Pero si Babur fuera sólo un conquistador, uno más de los que han aparecido y desaparecido en la historia, dejando tras de sí una estela de muerte y destrucción, no merecería que se le recordase. Él escribió una de las autobografías más asombrosas que existen, algo que en nuestro entorno cultural sólo es comparable a las obras de César.
Una lectura apresurada no lo muestra. Larguísimas enumeraciones, complejas líneas sucesorias, fanatismo religioso e intolerancia, puntúan aquí y allá el texto. El que se atreva a perderse en la selva de su narración se llevará reconfortantes sorpresas, puesto que Babur, a pesar de la gloria que alcanzó, no se proponé enzalzarse y elevarse. Sus errores, sus equivocaciones, su debilidades están ahí, y el, con una sinceridad increíble para un guerrero o un estadísta, las va desgranando, señalando, criticando, llorando incluso.
Babur no es un guerrero como los que nos imaginamos ahora, dedicado al exterminio y la matanza. Extrañamente, es un presencia cercana a su contemporáneo Garcilaso, uno de aquellos caballeros, imbuídos de un concepto del honor periclitado, que sabían manejar por igual, tanto la pluma como la espada.
De este modo el mismo espacio que se dedica a las batallas, se dedica a la poesía, a la música, a las bellas artes, a recordar todas aquellas personas que dedicaron su vida a la belleza, ese concepto del que tanto se ríe ahora occidente, pero que para Garcilaso, para Babur, para mi mismo era el más noble de todos, por encima incluso del oficio de las armas, el único merecedor de que se grabasen y conservasen los nombres de sus practicantes.

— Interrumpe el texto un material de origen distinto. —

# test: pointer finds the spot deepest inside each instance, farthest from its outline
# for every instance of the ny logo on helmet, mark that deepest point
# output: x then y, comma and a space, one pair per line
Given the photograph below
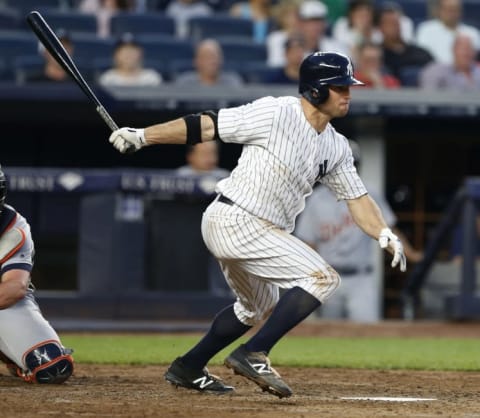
350, 69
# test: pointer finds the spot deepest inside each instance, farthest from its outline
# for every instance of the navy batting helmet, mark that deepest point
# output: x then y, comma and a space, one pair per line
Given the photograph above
3, 189
322, 69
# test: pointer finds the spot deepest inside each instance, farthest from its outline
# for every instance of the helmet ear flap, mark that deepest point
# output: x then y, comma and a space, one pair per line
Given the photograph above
317, 96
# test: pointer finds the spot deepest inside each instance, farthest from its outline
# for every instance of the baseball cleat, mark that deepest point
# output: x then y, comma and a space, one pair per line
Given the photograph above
256, 367
180, 375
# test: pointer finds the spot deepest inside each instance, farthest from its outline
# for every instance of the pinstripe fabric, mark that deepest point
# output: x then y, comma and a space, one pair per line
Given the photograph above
257, 258
282, 158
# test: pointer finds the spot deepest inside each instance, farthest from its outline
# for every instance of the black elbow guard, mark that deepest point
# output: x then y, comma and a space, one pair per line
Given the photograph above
194, 126
212, 114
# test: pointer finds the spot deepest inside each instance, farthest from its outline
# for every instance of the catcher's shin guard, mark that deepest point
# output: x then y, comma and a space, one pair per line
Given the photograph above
48, 362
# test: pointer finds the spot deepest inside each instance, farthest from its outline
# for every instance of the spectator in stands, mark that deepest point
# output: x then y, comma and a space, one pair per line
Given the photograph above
128, 67
52, 70
313, 25
285, 16
358, 26
398, 55
183, 10
370, 68
437, 35
295, 50
462, 75
104, 10
258, 11
208, 63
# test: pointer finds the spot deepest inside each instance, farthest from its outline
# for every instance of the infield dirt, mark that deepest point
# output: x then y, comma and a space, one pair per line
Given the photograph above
140, 391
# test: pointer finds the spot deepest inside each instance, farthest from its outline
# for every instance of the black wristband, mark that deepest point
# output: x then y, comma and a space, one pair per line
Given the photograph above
194, 131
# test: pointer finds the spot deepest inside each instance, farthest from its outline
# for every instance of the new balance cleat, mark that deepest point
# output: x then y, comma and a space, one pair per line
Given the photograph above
180, 375
256, 367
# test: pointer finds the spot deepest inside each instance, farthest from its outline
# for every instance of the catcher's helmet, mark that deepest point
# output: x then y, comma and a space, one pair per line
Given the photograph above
321, 69
3, 189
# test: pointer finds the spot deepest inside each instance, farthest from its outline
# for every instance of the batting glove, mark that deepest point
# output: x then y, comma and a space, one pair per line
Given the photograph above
128, 139
388, 239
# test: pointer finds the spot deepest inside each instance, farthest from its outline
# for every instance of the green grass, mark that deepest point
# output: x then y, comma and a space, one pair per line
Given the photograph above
369, 353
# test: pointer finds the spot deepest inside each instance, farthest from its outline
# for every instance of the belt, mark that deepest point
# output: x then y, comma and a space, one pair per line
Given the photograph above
352, 271
225, 199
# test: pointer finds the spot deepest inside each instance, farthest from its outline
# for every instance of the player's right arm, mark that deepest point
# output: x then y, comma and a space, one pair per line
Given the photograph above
199, 128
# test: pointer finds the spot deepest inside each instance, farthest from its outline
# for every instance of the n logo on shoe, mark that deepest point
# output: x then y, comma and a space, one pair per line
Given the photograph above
261, 368
203, 382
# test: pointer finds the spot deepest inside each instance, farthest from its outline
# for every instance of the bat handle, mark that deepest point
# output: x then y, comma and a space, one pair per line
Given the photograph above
107, 118
111, 124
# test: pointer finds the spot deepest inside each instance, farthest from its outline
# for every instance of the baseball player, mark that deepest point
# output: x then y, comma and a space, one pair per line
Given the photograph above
29, 345
327, 226
288, 145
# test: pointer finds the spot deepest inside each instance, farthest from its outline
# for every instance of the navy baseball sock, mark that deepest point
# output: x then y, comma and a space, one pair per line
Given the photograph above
293, 307
225, 329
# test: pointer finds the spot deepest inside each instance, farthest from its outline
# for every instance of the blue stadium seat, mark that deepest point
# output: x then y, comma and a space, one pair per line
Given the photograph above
417, 10
219, 25
140, 23
13, 44
168, 50
24, 6
257, 72
238, 52
9, 19
88, 47
408, 76
27, 66
471, 12
72, 21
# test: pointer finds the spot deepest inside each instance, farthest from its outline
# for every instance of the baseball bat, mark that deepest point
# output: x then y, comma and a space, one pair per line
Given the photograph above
53, 45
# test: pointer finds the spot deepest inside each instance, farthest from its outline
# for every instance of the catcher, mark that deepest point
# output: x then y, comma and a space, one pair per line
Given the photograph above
29, 346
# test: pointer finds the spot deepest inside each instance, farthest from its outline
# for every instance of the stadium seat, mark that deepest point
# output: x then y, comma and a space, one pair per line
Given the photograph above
24, 6
88, 47
170, 51
408, 76
9, 19
471, 12
417, 10
257, 72
237, 52
72, 21
140, 23
219, 25
13, 44
27, 66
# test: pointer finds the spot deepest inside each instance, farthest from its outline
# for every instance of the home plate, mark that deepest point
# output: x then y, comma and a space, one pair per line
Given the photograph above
386, 399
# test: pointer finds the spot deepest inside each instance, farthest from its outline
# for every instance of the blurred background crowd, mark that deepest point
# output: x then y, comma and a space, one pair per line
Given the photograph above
405, 43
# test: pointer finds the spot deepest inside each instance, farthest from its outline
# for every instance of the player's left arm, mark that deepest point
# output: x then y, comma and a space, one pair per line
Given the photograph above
367, 215
189, 129
13, 287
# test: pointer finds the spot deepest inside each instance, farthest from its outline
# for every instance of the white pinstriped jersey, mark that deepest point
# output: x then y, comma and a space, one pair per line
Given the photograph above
283, 156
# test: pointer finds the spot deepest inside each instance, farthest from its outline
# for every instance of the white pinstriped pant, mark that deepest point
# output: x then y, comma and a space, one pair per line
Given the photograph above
257, 258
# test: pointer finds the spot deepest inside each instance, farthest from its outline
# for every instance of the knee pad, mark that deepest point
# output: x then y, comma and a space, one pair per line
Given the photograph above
48, 362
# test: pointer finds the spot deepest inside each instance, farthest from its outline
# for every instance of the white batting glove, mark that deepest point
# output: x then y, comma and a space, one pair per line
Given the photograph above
128, 139
387, 239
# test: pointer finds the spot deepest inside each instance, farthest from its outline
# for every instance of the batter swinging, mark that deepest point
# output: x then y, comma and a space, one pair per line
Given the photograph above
288, 145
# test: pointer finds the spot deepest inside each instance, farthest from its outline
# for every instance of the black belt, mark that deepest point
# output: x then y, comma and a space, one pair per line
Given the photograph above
353, 271
225, 199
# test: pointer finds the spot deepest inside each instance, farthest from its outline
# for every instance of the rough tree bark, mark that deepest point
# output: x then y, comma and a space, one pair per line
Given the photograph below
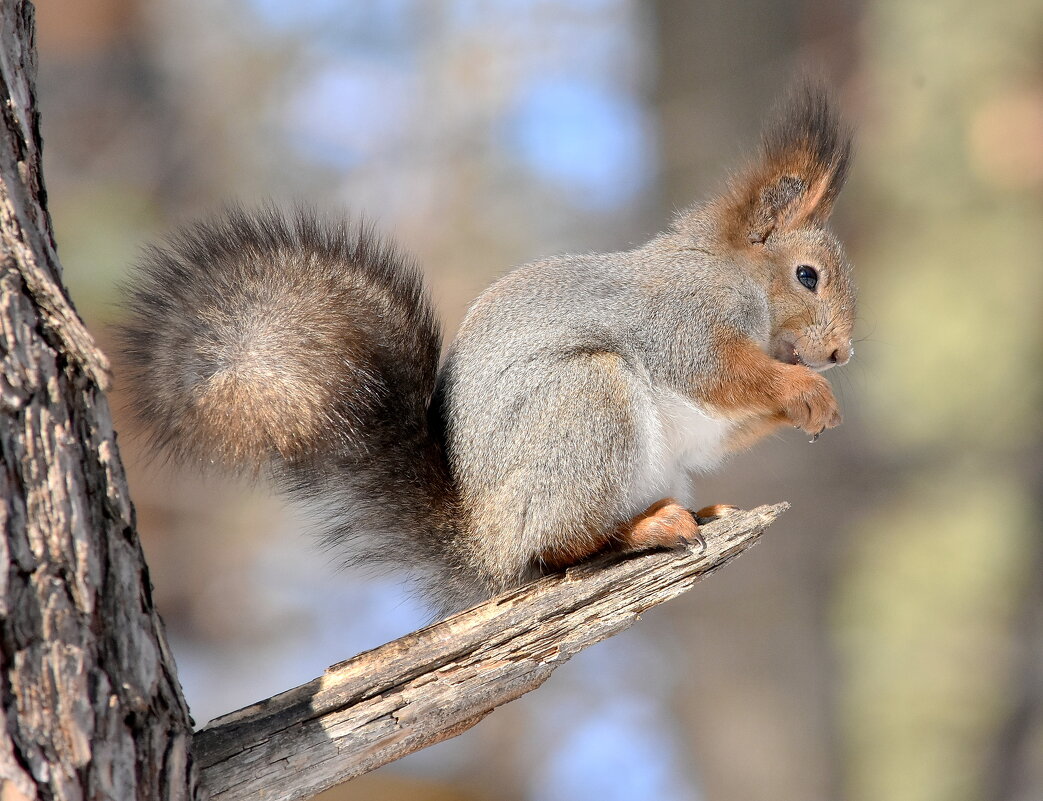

Pero no extingue en eso. Si algo emociona en Babur es su inocencia, impropia de un guerrero, la sensibilidad y sinceridad con que narra los más mínimos accidentes que ocurren en su alma.
Como el día en que, tras muchos años de separación, se encontró con su hermana y ambos fueron incapaces de reconocerse.
O como el día en que probó por primera vez el alcohol.
O como el día en que sintió la llamada del primer amor.